Meet the Founder

Peter Trubetskoy | Founder | Chief Product and Technology Officer

Peter Trubetskoy

Peter Trubetskoy

Founder | Chief Product and Technology Officer

In January 2025, I moved into an apartment in Tempe. Within days, I started getting sick. Respiratory issues. Brain fog. A bone-deep exhaustion that sleep couldn't touch.

I raised concerns with the landlord. They told me I was imagining things.

Months later, after my health had slowly deteriorated, I finally discovered what was happening: the dryer exhaust had been rigged to vent directly back into my living space. A continuous loop of toxic air circulating through my home. Worse, the "apartment" wasn't even a registered rental unit—the owner had created the illusion of a legal dwelling without actually building to code. Humidity from that dryer loop created mold in my HVAC system, pumping poison through my apartment for months.

That experience changed how I saw everything. But it was September that broke something open.

I'd spent the entire summer searching for a home in rural Idaho and Montana—navigating septic permits, acreage reports, well depths, solar certificates, seller disclosures. The deeper I went, the more I realized how massive the gamble actually is. There's an entire industry built around helping sellers. Buyers? You're mostly on your own.

I redirected my search back to Arizona. I found a property I loved. The sellers declared the roof "OK" in their disclosure.

I trusted them because I didn't have a choice.

I spent weeks negotiating. I paid $1,600 for inspections. And then the truth came out: that roof wasn't "OK." It was at the absolute end of its life. When I adjusted my offer to reflect reality, the sellers walked. The deal collapsed. The money was gone.

I was punished for believing what I was told.

That's when I understood something fundamental about how real estate works. The system is designed to make you commit before you have the facts. "Trust, then verify" sounds reasonable—until you realize verification only happens after your money is already on the table.

I've lived in front of a computer since I was thirteen.

What started as building gaming rigs and enjoying World of Warcraft evolved into a genuine obsession with how digital systems actually work—and then into a career. Fifteen years as a software engineer and hardware systems specialist, working every layer of the stack: writing the code, and building and diagnosing the machines it runs on.
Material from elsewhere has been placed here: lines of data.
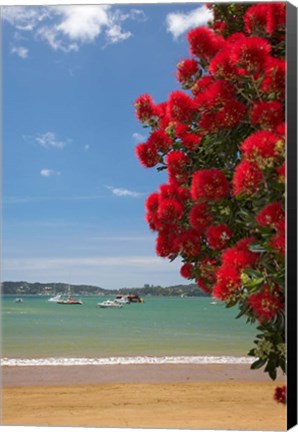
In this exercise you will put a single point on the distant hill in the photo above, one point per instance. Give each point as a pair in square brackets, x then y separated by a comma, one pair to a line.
[25, 288]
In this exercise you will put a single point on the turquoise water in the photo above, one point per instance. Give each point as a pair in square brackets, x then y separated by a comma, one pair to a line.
[159, 327]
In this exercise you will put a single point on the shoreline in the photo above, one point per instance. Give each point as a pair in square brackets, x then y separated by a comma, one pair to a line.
[178, 396]
[14, 376]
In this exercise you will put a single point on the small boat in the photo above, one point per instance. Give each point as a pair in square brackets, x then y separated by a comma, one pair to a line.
[19, 300]
[56, 298]
[110, 304]
[122, 300]
[70, 300]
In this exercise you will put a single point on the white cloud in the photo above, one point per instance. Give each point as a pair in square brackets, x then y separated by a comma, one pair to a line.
[49, 173]
[66, 28]
[138, 137]
[48, 140]
[34, 263]
[124, 192]
[20, 51]
[178, 23]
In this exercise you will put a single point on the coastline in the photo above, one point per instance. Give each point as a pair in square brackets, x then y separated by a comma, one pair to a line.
[194, 396]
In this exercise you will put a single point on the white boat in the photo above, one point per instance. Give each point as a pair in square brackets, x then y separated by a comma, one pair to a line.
[19, 300]
[56, 298]
[109, 304]
[70, 300]
[122, 301]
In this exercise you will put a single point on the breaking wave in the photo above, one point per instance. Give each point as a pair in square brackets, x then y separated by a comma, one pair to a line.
[60, 361]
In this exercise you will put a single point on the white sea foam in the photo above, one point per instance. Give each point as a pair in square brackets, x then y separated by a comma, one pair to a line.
[60, 361]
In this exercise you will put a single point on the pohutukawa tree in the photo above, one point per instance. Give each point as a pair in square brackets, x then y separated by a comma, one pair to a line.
[222, 141]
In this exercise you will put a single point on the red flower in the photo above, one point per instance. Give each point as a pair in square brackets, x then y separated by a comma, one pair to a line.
[263, 18]
[202, 84]
[191, 141]
[209, 183]
[152, 202]
[203, 286]
[240, 256]
[280, 394]
[260, 145]
[189, 243]
[256, 18]
[221, 66]
[160, 140]
[218, 236]
[165, 241]
[186, 70]
[274, 81]
[147, 155]
[228, 284]
[204, 42]
[200, 217]
[181, 130]
[281, 172]
[267, 114]
[278, 241]
[247, 178]
[181, 107]
[177, 161]
[186, 270]
[265, 304]
[208, 269]
[145, 108]
[271, 215]
[250, 54]
[170, 210]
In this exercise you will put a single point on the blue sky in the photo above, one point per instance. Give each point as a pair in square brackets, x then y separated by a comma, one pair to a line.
[73, 190]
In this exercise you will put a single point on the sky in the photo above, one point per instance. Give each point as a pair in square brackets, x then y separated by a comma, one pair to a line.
[73, 190]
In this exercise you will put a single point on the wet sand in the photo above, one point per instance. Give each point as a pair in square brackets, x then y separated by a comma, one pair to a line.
[142, 396]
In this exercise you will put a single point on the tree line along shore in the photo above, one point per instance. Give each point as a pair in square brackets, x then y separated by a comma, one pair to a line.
[37, 288]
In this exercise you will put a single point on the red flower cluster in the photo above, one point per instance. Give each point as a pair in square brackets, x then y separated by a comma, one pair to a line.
[271, 215]
[267, 114]
[209, 184]
[218, 106]
[280, 394]
[265, 18]
[181, 107]
[266, 303]
[186, 271]
[260, 146]
[204, 43]
[218, 236]
[160, 140]
[278, 241]
[145, 108]
[247, 178]
[186, 70]
[274, 79]
[231, 118]
[250, 55]
[228, 278]
[147, 154]
[178, 167]
[200, 216]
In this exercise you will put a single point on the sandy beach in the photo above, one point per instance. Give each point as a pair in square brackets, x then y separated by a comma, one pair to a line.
[142, 396]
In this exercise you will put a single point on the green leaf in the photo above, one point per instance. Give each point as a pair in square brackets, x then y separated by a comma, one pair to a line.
[256, 247]
[258, 364]
[254, 282]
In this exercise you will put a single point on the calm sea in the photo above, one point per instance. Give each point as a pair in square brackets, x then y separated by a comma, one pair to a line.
[159, 330]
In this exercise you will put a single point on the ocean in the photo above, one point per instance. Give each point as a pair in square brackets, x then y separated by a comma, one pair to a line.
[162, 329]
That drive led me into the volatility of the crypto markets in 2016. By 2017, I was designing and building Ethereum mining rigs and living in the 24-hour financial cycle. For years, I was glued to the global flow of information, learning to filter through propaganda and only focus on what was direct and relevant. I learned that in finance, correct information is leverage and assumption is failure.

When the current wave of AI emerged, I didn't just use it—I studied it. For the past four years I've worked in AI systems automation and agentic AI—designing autonomous agents and the pipelines that keep them honest. I spent thousands of hours mastering prompt engineering, eventually ranking in the top 1% of MidJourney users and beta-testing for major research labs.

I learned exactly how these models think and how to communicate with them. More importantly, I learned where they fail.

Standard AI tools have small "context windows"—limited memory that forces them to forget crucial details mid-conversation. They're designed to give you the simplest answer, not the correct one. They're conversationalists, not investigators and they sense your feelings through the stories you tell it or the bias you unknowingly spill.

I knew no off-the-shelf chatbot could solve the problem I'd faced that September. So I built something different.

KaleoIntel isn't a chatbot. It's a forensic engine.

Where standard models cap out at around 25,000 tokens of memory, our system operates with a 2-million-token context window. It holds every permit, every tax record, every satellite image in focus simultaneously.

We deploy over 50 autonomous AI workers that don't just answer questions—they investigate. They pull data, dump it into a massive shared memory system and then re-investigate based on what other workers found. They cross-reference permits against satellite imagery. Tax records against owner claims. Environmental reports against neighborhood patterns.

They build a picture that no human—and no retail-grade AI—can assemble alone.

KaleoIntel is the tool I wish I'd had that September.

It exists because I believe something simple: you deserve to know what you're walking into before you sign. Not after. Not once you're already committed. Before.

In high-stakes decisions, assumption isn't optimism. It's negligence.

I built KaleoIntel to replace assumptions with truth.